La ville de Yellowknife est le centre économique et administratif des Territoires du Nord-Ouest. Plusieurs ministères fédéraux ou agences fédérales y disposent d’un bureau, tandis que les Forces armées canadiennes y sont stationnées pour desservir l’ensemble du Grand Nord. Une mine d’or employant plusieurs centaines de personnes assure la vitalité de l’économie, tandis que d’autres industries minières (notamment celle du diamant, en pleine effervescence fournissent du travail à plusieurs. L’aéroport de Yellowknife détient le 17e rang du trafic aérien au Canada, de plus l’industrie du tourisme y est prospère. En été la route prend fin à 70 km au nord de la ville; en hiver les routes de glace se prolongent jusqu’à une distance de 400 km, alimentant les mines de produits et de biens à raison d’un camion aux vingt minutes. En 1996 on comptait 655 Franco-Ténois à Yellowknife, soit 3.8 % de la population.

Inuvik

La ville d’Inuvik (terme signifiant « le lieu de l’homme ») se situe au-delà du cercle polaire, plus précisément au 68e parallèle, à 1931 km (par air) au nord d’Edmonton, à 97 km au sud de la mer de Beaufort. Alexander Mackenzie passe devant ce centre de chasse et de pêche des Inuvialuit et des Dénés en 1789, lors de son voyage vers l’océan Arctique. La construction d’Inuvik débute en 1955, motivée par le déménagement des installations d’Aklavik, trop sujette aux inondations.

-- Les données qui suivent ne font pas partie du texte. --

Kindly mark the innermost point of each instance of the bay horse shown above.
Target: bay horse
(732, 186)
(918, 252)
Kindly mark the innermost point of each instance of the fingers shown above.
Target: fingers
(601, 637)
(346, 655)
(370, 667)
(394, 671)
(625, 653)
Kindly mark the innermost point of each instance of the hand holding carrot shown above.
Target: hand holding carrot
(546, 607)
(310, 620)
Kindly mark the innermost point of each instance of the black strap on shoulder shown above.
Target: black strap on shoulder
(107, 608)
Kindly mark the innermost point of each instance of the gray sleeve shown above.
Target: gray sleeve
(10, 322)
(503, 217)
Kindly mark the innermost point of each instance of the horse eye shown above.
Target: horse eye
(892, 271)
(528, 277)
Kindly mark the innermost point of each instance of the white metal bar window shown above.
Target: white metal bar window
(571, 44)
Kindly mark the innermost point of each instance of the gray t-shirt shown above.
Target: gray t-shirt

La première école (temporaire) ouvre ses portes en 1956, l’infirmerie et un bureau de la GRC s’y établissent en 1957. En 1959 la construction de l’école est complétée, et celle de l’hôpital en 1961. En 1964 on y inaugure le premier laboratoire de recherche scientifique permanent au nord du cercle arctique. En mai 1986 la station des Forces armées canadiennes ferme ses portes, et devient le campus Aurora, du Collège de l’Arctique. Leur nombre allant décroissant, les bénévoles francophones de l’association culturelle décident alors de la saborder.

Inuvik constitue la plus grande communauté canadienne située au nord du cercle arctique, et la première ville moderne des Territoires du Nord-Ouest aménagée suivant une planification urbaine. Son économie est basée sur l’exploitation des ressources renouvelables (chasse, pêche, piégeage), le tourisme, l’exploitation du pétrole et du gaz, les transports et communications, et l’administration gouvernementale. Si le projet de construction d’un gazoduc reliant la Mer de Beaufort à l’Alberta via la vallée du Mackenzie se réalise, Inuvik verra alors sa population triplée, et la croissance de son économie atteindre des sommets.

Quelque 3600 personnes y résident maintenant, dont 31 % d’origine inuvialuit. La plupart des Dénés d’Inuvik sont aujourd’hui des Gwich’in, autrefois appelés Loucheux, une des cinq tribus dénées. La langue française y est parlée par quelque 40 individus, soit 1.2 % de la population. D’autres Franco-Ténois résident toutefois aux environs : Fort MacPherson, Tsiigehtchic, Tuktoyaktuk.